Vershure, head pro at Quaker Ridge Golf Club in Scarsdale, N.Y., is one of America’s top club professionals. He reminds me of one of those old-time club pros from the New York metropolitan area — they lived and breathed golf, they were gregarious and friendly and could tell a thousand golf stories, they enjoyed teaching, they were superb players.
They could do it all, and that’s the way Vershure patterns his life as a golf professional. He is a consummate golf guy. In his outstanding career as a club pro, he has qualified for two PGA Championships and two U.S. Opens.
Now he has gone to a lot of trouble to track me down in the Detroit suburbs. What does he want?
Basically he wants to put the U.S. Senior Open in perspective. The Senior Open starts here Thursday at Indianwood Golf & Country Club, and Vershure should be here. But he isn’t.
In a qualifier at Arcola Country Club in Paramus, N.J., Vershure was co-medalist with a 3-under 69. Later he was disqualified for using nonconforming clubs. Some but not all of his Callaway X Prototype irons had nonconforming grooves.
Vershure accepts responsibility for this mistake. He had been playing these irons for about four years, but the old grooves had never been officially measured. He had a set of the same irons, with new grooves certified by Callaway, home in his basement.
In most professional and amateur tournaments — with the noteworthy exception in this country of PGA Tour events and open championships conducted by the U.S. Golf Association — the old grooves still are permissible. However, the ban on old grooves extends to qualifier rounds for the U.S. Open, U.S. Women’s Open or U.S. Senior Open.
A few minutes before the start of his qualifier, Vershure was reading the section of the rules sheet that discussed conforming golf balls. Although there was nothing about grooves, the word conforming ignited a spark in his mind.
Early Callaway X Prototype irons contained grooves that adhered to the old groove standards, not the new ones adopted by the PGA Tour and USGA in 2010. Callaway later changed the grooves to meet the new regulations.
“I meant to take the irons in my basement and play with them,” Vershure says, “but I just forgot.
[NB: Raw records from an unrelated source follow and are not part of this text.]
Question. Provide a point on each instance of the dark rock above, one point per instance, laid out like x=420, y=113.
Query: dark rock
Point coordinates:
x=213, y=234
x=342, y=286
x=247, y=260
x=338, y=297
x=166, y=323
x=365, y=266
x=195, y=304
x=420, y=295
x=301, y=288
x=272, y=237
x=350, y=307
This is the one tournament a year in which I need the new grooves.”
Vershure approached the starter, revealing that his irons might be nonconforming. Because there was no way to measure them at the golf course, he was told to play with the irons. If he qualified, the clubs would have to be evaluated at USGA headquarters in Far Hills, N.J.
The verdict was delivered the next day. In the set he was using, the long irons and wedges had conforming grooves. Unfortunately the 6-iron through pitching wedge did not.
Sometimes life doesn’t seem fair. Neither does golf. Vershure wanted more than anything to play at Indianwood in his first U.S. Senior Open.
His roots are deep here at Indianwood. He grew up on this course. He won the club championship. His late mother, Evelyn, was a multiple club champion.
He is reminiscing now. I feel as if I am intruding on a private moment. He speaks slowly and quietly: “Her ashes are on that course.”
Above all, golf is a game of honesty and integrity. Vershure made a mistake, and he admitted it. Even if the violation had not been discovered that day, Vershure is convinced he would have thought of it sometime before the championship.
And he would have called the USGA.
“Whatever you do, you’ve got to wake up and live with yourself,” he says philosophically.